Contention among atomic operation

ASing3 · ‎07-28-2018

Hi,

Atomic instruction are be used to modify shared memory variable.

1. What will happen if atomic instruction in two cores accessing same variable are triggered at the same time? Is there any reference that explain the how atomic instruction contention is handled in detail?

2. If more thread on different cores execute the atomic inst modifying same variable, How these request are ordered?

thanks

Ajit

McCalpinJohn · ‎07-30-2018

If two (or more) logical processors attempt to perform an atomic update to the same memory location "at the same time", the hardware will ensure that the operations take place sequentially. If there is no additional code enforcing an ordering on the operations, then they will occur in some order that the hardware decides. I

n most cases, attempting to apply the concept "at the same time" results in confusion, because that is not how the hardware works. For example, in processors with inclusive L3 caches, each L3 cache slice is limited to processing one command per cycle. Even if the cores could be synchronized to ensure that the requests got onto the ring in the same cycle, they would likely not arrive at the target L3 in the same cycle. Even if it were possible that the commands were received by the L3 in the same cycle (e.g., one arriving on the clockwise ring and one on the counterclockwise ring), the hardware would pick an order in which to process them. (I can't tell from the available documentation whether the "even" and "odd" properties of the rings prevent arrival of two commands at the same destination in the same cycle, but even if the commands can arrive in the same cycle, choosing one to go first is not rocket science.)

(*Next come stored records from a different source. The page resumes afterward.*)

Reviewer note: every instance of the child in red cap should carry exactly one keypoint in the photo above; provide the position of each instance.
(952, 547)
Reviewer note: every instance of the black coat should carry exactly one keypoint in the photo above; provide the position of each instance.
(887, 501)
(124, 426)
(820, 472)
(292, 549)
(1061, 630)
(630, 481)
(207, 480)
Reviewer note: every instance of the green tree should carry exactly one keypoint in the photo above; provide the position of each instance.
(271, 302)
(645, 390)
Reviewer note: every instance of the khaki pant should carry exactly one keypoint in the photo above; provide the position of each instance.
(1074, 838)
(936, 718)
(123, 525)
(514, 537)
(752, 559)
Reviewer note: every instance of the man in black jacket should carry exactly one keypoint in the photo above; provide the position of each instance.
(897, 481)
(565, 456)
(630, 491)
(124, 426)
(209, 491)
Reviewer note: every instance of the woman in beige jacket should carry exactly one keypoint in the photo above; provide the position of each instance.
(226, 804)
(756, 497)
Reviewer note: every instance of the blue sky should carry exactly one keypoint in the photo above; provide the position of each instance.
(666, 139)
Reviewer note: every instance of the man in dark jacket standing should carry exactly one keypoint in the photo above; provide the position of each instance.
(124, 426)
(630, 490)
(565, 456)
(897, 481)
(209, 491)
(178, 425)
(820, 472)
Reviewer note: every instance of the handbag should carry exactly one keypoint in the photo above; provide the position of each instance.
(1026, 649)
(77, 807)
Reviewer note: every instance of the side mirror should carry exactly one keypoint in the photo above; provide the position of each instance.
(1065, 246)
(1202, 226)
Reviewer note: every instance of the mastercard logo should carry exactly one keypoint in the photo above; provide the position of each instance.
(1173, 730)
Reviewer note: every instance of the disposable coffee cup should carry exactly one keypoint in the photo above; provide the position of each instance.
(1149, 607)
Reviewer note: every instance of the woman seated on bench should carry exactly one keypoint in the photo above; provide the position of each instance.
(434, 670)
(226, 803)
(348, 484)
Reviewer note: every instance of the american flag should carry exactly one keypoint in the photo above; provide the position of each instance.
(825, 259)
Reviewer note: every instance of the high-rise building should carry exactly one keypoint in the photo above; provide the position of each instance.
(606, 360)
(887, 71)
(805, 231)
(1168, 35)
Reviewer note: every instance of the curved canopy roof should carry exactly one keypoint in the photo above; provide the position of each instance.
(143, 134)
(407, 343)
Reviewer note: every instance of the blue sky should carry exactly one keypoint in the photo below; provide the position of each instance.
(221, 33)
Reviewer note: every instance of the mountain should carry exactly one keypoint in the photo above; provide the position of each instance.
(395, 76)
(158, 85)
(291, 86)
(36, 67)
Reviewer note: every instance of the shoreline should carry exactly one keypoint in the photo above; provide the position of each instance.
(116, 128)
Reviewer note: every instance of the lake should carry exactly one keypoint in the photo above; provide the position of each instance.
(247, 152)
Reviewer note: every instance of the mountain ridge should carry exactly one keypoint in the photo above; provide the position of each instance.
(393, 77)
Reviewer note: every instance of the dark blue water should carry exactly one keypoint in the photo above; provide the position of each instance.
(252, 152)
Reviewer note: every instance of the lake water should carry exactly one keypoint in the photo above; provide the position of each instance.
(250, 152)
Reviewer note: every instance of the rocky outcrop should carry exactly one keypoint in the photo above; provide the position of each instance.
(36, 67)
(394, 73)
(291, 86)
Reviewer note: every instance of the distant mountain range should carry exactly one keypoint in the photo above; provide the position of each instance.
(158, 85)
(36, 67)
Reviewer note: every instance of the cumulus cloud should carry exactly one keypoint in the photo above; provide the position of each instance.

There are different types of "atomic" operations used by different architectures. In some architectures, operations that are not chosen to go first will be stalled (then retried by the hardware until they succeed), while in other architectures they will "fail" (for software-based retry). In an Intel processor, for example, a locked ADD instruction will be retried by the hardware if the target memory location is busy, while a locked "compare and exchange" operation must be checked to see if it succeeded (so the software must notice the failure and retry the operation).

ASing3 · ‎07-30-2018

Dr. McCalpin

Thanks for your reply. I need to model interaction of atomic operation for my work. What I have observed in my experimentation(on Xeon E7 8890 ) is that cores which are nearer to the core which is currently holding the lock are more likely to get the lock instead of core which are further apart. Given that cores are connected over a ring bus, I assume that after release on core holding the lock, control flows to cores in order in which they are connected to the ring and hence preference for cores nearer to core currently holding the lock. Which ring of the two would be chosen is probably decided at random.

Is my assumption correct?

thanks

Ajit

jimdempseyatthecove · ‎07-31-2018

Hardware thread sharing L1 (i.e. HyperThreads of same core), will tend to observe unlocked condition first, then threads sharing L2 (e.g. Core Duo where 2 cores share an L2) will tend to observe unlocked condition second, then threads sharing L3 will tend to observe unlocked condition next, then threads sharing LLC will tend to observe unlocked condition next, then threads on shorter QPI/UPI/NUMA Node paths will tend to observe unlocked condition next (in shorter to longer path order). Not all CPUs have all the prior listed features.

Note use of "tend".

If you require fairness, then you will have to finesse this with coding rather than using a simplified lock

Jim Dempsey

McCalpinJohn · ‎07-31-2018

The result probably depends on the relative location of the cores as well as the location of the L3 (or CHA) responsible for the physical address being accessed. You may be able to change the behavior by changing the memory address being used. Intel does not document the mapping of physical addresses to L3 or CHA slices, but there is good reason to believe that the 64 cache lines in every (aligned) 4KiB page have at least one cache line mapped to each L3 (or CHA).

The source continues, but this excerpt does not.